Everyday Edisons
Tuesday, April 24th, 2007Back in February I had the wonderful experience of sitting in on a casting call for a new PBS seris that launches this weekend called Everyday Edisons. The show will follow 7 inventors through 14 weekly episodes as their inventions are taken from rough idas to store shelves by an expert tea of industrial designers, engineers, marketing experts and web designers.
I’m working with Louis Foreman, the Creator of Everyday Edisons, on a book project that will be a tie-in to the show and he invited me down to see one of their casting calls for the second season in person. And what I saw was tremendously interesting. The lines began forming early in the morning and by the time the first staff members arrived to set up, there were already hundreds of inventors waiting outside the studio in lines winding down the sidewalk, filling out registration forms on clipboards and carrying products of all shapes and sizes. By the time I arrived at about 10AM, a couple hundred inventors had already pitched their ideas and the halls were buzzing with inventors talking with each other about their ideas and showing off their gadgets.
To handle the large volume of inventors and make sure everyone had plenty of time to pitch their ideas, they had six screening rooms, which each had 5-6 product marketing experts, patent attorneys, and manufacturing gurus (the show paid to fly in more than 50 experts for the casting call) to assess each idea’s potential. If the inventor’s idea was clever enough to get through that first round, they were invited into the studio to pitch their idea in front of the cameras and the Everyday Edisons judges for a shot at getting onto the show.

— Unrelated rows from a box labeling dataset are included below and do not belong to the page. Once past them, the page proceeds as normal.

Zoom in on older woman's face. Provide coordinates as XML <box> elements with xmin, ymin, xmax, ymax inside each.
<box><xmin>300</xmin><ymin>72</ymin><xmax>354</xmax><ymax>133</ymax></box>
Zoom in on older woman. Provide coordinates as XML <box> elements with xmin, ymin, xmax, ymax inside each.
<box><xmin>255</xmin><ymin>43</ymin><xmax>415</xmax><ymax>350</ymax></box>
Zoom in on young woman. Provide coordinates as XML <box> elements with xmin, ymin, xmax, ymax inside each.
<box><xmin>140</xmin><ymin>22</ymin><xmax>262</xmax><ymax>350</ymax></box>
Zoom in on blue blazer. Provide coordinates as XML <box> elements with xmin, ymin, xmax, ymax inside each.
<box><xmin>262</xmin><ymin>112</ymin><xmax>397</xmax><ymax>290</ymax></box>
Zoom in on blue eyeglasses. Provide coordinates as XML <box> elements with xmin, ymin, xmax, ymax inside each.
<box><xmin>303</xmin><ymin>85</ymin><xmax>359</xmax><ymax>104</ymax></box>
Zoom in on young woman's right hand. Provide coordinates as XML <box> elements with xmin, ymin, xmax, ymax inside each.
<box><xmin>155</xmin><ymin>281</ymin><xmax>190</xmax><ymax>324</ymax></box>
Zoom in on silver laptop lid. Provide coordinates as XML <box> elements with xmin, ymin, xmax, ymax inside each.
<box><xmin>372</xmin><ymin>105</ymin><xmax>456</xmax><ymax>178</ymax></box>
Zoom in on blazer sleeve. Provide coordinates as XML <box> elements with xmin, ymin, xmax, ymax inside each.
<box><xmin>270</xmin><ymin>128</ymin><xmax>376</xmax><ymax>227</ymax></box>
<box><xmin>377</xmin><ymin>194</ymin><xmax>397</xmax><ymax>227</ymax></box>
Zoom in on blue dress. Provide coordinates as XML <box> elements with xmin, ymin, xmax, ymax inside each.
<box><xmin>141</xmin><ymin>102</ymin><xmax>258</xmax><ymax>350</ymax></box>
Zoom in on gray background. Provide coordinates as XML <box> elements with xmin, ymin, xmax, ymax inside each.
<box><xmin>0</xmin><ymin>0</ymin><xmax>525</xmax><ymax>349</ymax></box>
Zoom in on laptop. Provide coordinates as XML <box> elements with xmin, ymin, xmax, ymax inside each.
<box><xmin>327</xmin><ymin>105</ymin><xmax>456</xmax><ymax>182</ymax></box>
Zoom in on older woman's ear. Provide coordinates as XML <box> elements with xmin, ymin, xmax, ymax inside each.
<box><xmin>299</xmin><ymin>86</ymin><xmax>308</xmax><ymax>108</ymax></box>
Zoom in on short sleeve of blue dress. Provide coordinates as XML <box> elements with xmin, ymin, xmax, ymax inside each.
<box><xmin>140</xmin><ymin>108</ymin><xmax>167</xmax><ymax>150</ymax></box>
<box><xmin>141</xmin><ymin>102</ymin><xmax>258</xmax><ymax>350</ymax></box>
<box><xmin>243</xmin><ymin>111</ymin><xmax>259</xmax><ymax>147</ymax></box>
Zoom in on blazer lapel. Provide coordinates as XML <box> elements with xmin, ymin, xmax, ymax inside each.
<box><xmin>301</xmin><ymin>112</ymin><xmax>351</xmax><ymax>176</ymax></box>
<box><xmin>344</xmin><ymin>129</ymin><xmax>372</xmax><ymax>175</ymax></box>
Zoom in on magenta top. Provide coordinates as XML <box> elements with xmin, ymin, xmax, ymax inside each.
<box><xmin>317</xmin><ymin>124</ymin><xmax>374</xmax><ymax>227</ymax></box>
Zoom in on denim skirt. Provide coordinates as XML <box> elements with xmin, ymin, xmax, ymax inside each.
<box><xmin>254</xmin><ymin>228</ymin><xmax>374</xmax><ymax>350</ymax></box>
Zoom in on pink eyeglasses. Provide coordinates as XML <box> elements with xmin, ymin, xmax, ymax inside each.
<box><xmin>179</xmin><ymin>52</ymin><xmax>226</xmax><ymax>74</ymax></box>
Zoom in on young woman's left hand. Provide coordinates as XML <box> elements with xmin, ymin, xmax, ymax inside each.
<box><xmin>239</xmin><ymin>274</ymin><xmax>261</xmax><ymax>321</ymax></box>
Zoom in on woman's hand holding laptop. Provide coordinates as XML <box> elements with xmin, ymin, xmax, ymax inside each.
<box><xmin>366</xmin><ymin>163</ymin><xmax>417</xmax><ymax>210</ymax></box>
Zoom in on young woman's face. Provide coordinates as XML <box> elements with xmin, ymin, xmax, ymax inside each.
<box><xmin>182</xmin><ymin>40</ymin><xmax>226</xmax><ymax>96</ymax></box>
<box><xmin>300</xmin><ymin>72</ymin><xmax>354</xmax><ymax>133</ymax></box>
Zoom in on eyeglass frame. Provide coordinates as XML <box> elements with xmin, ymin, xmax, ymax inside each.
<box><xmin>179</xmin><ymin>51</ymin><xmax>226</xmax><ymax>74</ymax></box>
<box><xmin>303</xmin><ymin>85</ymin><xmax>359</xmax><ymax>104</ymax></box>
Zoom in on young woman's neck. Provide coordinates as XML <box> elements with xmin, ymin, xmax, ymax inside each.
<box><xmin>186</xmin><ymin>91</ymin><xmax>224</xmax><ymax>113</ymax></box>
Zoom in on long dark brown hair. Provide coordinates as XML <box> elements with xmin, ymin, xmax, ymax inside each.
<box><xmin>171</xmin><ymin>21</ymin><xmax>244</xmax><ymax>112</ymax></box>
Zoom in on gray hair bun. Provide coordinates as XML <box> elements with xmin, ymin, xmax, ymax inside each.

I stayed for a few hours sitting just off stage in the studio watching inventors pitch their ideas and found their passion and inventiveness compelling. One person I saw tryout for the show had spent more than $80,000 on his prototype. Another had flown in from Atlanta to show off his invention. Others had gadgest they had pieced together from what looked to be spare parts in their garages and one literally had an idea scrawled on a napkin. Louis told me that no matter how many inventors show up, they always make sure that every person gets a chance to pitch their idea, meaning that the show’s creators often end uup staying from 7AM until well past Midnight to accomodate everyone.
The show will be available to over 340 PBS affiliate stations and will beging airing this weekend (here in San Diego it airs on Sunday the 29th at 12:30PM on KPBS Channel 15) and I highly recommend checking it out if you have the chance.